Nuova Antologia Militare (Oct 2024)
The repatriation of Greek prisoners of war from the Turkish military camps of Asia Minor (April 1923 – April 1924)
Abstract
The aspirations of the Megali Idea, nurtured by generations of Greeks, were permanently put to rest in Lausanne with the signing, by Greece and Turkey, of the homonymous Peace Treaty (24 July 1923). Almost six months earlier (17/30 January 1923), in the same Swiss city, the two states had co-signed diplomatic acts (Agreements and Protocols) for the mutual exchange of populations and prisoners of war.
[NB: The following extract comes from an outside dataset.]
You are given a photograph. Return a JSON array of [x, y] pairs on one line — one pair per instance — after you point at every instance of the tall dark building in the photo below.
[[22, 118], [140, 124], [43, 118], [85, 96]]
In contravention to what was stipulated in the relevant agreements, the repatriation of Greek prisoners of war took place in stages, over a period of thirteen months. The bulk of the POWs, however, arrived in Greece in April and August 1923. Scholarly interest in the repatriation of these prisoners is manifold. First and foremost, it addresses a gap in Greek historiography relating both to their numbers and the conditions under which they arrived in Greece. Knowing the total number of returning soldiers, coupled with the number of those captured by Kemal’s forces in the period 1919–1922, allows one to calculate the extent of human losses suffered by the Greek soldiers during their captivity. Further, the image of the repatriates may act as irrefutable evidence of the billeting conditions in Asia Minor, leading to certain safe remarks regarding their detention in Turkish concentration camps. Focusing on the quantification of Greek prisoners, thus, what follows is an attempt at documenting their “journey” from Turkey to Greece, the public discourse that developed around them, as well as any effort at instrumentalizing them undertaken both by the Turkish and Greek sides respectively.